Reproducible assertion failure in check_ticks_consistency
I am running into an internal rr assertion failure. The program I originally ran into this assertion failure on is a bit more complicated, but I have boiled it down to a smaller example:
1 #include <stdio.h>
2
3 #define SIZE 97
4
5 int main () {
6 int result;
7 int ia[SIZE];
8 int i = 0;
9 int some_number = 1234;
10
11 printf("begin\n");
12
13 for (i = 0; i < SIZE; ++i) {
14 ia[i] = some_number;
15 }
16
17 result = ia[SIZE-10];
18 printf("result = %d\n", result);
19
20 return 0;
21 }
I am using gcc -g -O0 source01.c -o a.out (gcc version 4.8.4) to compile the program, and I am running rr 4.4.0. I compile the program, run rr record ./a.out, and run rr replay. Then, run the following sequence of commands:
break source01.c:18
continue
watch -l result
reverse-cont
I get the following error from the reverse-cont:
[FATAL /home/roc/rr/rr/src/ReplaySession.cc:847:check_ticks_consistency() errno: SUCCESS]

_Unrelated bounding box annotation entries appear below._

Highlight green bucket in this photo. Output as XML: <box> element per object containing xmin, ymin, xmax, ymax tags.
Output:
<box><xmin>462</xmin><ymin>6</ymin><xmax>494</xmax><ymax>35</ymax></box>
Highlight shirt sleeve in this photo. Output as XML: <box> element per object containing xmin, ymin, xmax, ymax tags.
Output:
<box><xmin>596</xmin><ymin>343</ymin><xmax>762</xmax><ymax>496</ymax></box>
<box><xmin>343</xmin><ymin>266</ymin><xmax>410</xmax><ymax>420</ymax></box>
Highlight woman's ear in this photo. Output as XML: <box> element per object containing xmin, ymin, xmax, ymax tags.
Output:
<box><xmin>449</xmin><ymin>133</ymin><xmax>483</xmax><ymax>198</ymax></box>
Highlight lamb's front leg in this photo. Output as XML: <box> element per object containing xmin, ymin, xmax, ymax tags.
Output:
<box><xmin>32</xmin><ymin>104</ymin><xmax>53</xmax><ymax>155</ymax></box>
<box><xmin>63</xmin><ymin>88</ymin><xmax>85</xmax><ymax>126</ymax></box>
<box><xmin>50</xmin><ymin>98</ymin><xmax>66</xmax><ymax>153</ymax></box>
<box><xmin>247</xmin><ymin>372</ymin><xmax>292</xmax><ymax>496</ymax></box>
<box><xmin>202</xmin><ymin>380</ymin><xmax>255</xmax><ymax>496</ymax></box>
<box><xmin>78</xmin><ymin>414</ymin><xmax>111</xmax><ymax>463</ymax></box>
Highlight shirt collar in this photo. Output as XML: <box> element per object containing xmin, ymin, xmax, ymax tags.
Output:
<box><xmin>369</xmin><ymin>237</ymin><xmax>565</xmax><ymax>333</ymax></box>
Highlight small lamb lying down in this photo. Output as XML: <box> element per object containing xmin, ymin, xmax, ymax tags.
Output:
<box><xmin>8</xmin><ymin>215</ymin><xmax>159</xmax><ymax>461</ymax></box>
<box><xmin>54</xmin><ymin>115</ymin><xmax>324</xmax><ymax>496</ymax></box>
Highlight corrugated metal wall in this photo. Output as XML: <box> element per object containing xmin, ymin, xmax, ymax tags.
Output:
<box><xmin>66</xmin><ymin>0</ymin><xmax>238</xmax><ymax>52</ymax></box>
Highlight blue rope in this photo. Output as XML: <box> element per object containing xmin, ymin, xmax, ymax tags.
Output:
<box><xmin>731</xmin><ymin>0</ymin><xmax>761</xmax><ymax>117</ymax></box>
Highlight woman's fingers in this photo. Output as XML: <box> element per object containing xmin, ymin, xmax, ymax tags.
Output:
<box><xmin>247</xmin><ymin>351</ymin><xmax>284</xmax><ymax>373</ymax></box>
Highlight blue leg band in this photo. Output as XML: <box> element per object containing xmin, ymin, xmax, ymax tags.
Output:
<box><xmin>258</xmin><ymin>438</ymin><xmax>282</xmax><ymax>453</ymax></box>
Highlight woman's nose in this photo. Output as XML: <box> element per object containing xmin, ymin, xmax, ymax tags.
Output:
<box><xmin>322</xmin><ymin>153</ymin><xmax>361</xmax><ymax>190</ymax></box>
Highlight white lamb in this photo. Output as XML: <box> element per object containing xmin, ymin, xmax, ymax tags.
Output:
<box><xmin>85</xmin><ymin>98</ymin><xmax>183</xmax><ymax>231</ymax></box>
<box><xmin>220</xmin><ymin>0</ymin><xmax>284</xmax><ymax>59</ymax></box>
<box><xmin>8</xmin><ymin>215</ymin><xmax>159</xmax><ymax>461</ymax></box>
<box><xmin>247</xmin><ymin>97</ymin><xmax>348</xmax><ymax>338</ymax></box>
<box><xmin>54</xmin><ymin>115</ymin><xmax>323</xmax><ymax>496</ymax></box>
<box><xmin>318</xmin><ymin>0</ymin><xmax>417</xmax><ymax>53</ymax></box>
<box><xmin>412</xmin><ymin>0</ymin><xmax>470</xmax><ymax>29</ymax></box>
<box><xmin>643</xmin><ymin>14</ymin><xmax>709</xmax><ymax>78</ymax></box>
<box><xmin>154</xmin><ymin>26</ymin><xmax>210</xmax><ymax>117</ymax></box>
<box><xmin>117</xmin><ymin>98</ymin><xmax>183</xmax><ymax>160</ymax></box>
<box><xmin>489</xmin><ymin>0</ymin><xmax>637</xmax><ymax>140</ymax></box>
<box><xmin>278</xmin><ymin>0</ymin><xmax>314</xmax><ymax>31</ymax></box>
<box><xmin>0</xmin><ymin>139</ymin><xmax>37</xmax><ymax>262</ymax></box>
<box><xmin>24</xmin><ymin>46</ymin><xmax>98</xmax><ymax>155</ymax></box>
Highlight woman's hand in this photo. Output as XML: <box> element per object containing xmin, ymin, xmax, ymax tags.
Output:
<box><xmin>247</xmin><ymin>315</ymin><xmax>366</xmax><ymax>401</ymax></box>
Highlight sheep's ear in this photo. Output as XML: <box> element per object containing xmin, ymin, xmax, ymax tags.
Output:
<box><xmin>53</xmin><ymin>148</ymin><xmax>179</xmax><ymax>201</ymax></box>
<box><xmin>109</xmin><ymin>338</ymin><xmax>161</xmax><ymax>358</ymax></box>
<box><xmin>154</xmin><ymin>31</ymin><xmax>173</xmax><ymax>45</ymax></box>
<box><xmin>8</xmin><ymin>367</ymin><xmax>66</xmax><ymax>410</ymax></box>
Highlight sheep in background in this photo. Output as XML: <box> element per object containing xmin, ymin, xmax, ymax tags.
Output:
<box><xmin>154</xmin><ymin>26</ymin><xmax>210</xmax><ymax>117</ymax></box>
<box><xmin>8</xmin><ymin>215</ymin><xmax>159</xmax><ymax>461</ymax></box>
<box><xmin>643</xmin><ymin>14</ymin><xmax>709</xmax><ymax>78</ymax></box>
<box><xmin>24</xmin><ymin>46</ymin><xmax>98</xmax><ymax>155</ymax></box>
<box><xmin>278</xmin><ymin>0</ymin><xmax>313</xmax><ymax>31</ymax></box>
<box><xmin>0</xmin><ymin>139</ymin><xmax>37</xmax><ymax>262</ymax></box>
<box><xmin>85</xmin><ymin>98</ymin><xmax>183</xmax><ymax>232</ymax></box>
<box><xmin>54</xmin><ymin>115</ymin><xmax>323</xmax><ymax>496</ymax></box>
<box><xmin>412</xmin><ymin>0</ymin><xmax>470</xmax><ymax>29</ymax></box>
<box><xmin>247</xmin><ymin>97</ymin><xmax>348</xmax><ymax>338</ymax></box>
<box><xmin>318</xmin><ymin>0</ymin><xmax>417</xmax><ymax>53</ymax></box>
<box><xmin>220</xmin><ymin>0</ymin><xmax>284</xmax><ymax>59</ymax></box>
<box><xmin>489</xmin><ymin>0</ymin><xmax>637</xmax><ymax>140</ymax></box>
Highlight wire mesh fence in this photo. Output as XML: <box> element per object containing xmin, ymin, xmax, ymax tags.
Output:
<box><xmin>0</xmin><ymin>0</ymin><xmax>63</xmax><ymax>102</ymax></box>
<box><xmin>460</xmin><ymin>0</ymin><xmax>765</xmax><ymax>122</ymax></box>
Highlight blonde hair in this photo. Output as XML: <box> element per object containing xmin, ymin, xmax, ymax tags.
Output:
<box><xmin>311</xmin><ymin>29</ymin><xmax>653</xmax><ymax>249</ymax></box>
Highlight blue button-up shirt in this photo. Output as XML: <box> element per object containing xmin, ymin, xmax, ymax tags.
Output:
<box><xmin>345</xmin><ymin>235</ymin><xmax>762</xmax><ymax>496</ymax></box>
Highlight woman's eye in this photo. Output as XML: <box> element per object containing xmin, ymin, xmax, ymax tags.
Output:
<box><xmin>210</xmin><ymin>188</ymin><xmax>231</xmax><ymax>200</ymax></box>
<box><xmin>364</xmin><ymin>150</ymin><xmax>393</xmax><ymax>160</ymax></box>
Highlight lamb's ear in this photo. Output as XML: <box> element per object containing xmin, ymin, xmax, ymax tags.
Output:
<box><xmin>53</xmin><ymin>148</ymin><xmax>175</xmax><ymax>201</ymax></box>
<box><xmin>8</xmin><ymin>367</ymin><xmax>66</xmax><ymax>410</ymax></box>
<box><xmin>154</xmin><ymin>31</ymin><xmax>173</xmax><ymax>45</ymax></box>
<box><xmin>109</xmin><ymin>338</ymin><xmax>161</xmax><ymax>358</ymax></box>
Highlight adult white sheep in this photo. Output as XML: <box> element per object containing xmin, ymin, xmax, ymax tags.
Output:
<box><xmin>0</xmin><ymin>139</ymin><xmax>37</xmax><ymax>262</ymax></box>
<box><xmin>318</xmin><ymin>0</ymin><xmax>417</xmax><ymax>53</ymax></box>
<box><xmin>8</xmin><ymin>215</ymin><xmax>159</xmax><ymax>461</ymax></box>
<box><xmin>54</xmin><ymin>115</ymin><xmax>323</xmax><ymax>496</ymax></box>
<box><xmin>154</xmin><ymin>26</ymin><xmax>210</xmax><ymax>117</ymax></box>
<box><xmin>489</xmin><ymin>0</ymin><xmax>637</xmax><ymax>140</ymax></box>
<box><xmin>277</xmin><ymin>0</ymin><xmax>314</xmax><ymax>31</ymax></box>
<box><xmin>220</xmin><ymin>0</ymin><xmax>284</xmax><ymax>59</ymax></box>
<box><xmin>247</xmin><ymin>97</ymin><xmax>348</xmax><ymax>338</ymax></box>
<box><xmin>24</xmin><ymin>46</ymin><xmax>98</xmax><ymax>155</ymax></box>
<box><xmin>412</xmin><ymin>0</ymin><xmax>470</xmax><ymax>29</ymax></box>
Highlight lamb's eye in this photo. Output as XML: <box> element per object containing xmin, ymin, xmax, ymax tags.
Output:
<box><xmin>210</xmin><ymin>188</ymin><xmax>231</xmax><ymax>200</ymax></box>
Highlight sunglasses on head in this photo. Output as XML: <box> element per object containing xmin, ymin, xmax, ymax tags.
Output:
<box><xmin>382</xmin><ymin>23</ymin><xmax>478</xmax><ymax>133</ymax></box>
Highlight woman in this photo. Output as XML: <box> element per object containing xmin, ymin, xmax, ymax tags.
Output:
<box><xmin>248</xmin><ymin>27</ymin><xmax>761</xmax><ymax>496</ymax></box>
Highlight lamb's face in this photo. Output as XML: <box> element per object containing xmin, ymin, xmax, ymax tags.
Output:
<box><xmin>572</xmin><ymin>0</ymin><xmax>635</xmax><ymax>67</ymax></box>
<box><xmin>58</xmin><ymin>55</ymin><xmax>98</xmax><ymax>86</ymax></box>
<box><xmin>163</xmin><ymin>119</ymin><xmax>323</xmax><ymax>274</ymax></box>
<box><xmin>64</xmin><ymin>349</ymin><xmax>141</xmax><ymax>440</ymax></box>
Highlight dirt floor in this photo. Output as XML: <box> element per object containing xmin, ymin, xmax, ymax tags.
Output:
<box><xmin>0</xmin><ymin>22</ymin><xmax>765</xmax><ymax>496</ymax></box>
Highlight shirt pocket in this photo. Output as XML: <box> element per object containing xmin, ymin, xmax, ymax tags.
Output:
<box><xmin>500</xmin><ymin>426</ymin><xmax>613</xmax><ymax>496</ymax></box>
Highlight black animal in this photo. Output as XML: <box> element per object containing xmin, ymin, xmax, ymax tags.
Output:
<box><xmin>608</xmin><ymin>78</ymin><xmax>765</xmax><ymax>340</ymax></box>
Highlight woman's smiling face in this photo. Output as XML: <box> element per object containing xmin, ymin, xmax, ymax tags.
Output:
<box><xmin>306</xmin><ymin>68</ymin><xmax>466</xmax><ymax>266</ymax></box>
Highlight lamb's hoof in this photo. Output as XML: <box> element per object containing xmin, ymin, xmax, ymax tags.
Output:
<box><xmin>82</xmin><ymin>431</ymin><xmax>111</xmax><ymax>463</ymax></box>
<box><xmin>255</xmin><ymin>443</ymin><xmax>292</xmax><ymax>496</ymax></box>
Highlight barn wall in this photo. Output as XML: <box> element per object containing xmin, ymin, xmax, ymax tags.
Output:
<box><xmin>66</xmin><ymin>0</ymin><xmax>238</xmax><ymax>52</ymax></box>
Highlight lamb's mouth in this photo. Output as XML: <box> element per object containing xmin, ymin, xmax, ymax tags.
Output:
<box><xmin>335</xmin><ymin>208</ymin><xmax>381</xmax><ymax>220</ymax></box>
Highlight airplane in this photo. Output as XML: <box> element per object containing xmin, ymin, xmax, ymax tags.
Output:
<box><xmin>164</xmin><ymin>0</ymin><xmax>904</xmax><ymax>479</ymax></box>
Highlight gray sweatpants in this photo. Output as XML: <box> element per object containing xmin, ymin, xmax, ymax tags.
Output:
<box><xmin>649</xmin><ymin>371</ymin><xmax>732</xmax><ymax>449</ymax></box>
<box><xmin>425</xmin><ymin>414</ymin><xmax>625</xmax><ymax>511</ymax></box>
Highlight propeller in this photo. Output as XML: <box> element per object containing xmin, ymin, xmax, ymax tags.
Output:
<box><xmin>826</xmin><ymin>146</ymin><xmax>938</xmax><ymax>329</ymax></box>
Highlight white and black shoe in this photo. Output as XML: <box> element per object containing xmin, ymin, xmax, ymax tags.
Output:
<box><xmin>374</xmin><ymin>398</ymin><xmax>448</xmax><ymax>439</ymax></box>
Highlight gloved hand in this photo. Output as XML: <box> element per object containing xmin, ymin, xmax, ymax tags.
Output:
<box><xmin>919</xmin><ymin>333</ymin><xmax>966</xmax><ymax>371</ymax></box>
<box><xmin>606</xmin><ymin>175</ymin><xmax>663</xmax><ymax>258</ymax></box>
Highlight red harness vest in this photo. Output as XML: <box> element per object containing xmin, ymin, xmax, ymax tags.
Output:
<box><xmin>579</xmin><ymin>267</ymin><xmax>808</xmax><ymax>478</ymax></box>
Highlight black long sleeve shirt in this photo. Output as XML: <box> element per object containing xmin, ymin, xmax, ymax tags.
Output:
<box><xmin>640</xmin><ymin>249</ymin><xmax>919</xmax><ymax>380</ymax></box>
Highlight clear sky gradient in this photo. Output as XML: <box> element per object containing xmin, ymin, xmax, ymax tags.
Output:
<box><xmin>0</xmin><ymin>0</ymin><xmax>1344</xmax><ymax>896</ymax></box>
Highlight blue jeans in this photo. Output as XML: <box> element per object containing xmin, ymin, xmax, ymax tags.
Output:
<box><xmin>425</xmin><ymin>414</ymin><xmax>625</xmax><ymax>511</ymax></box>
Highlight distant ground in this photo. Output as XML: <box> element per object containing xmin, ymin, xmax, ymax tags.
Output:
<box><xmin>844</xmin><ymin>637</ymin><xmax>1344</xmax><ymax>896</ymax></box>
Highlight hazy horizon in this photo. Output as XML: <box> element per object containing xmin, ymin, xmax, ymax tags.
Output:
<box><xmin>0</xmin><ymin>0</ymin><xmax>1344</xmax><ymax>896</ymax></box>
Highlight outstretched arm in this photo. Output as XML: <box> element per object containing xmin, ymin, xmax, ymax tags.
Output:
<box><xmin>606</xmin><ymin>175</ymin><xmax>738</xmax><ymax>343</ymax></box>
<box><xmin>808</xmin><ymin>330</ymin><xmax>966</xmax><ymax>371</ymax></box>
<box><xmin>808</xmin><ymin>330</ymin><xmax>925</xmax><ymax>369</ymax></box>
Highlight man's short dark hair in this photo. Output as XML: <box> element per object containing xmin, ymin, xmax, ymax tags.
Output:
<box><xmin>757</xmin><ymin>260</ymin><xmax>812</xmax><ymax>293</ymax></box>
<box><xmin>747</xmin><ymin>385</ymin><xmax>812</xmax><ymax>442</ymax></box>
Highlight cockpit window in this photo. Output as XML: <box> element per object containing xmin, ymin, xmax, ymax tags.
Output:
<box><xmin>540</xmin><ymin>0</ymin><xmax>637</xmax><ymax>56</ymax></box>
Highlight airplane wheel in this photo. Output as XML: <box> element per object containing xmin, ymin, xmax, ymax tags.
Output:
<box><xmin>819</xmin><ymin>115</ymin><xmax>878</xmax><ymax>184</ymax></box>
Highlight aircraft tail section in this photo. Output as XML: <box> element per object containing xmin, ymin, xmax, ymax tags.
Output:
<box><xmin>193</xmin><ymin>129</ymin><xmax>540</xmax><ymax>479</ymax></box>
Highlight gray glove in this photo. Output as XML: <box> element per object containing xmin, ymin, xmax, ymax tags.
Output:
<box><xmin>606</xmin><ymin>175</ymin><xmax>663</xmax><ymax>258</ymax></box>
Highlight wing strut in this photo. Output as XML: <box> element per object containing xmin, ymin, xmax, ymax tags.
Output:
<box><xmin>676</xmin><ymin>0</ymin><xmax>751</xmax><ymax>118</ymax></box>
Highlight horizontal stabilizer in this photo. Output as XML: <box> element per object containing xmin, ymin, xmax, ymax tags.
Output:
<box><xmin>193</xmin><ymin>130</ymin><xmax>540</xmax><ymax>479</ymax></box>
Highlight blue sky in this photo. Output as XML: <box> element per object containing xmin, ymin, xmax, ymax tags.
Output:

(task 32134 (rec:32128) at time 124)
-> Assertion `ticks_now == trace_ticks' failed to hold. ticks mismatch for 'SYSCALL: mprotect'; expected 19400, got 19401
Launch gdb with
gdb '-l' '-1' '-ex' 'target extended-remote :32134' /home/bddicken/.local/share/rr/latest-trace/mmap_hardlink_3_a.out
Getting this error is reproducible as well. Interestingly, I tried several values for SIZE of 97 and above (97, 98, 99, 100) and I get this error for all of those values. I also tried several values less than 97 (96, 88, 75, 50) and I do not get this assertion error for any of those values. Perhaps this has something to do with it.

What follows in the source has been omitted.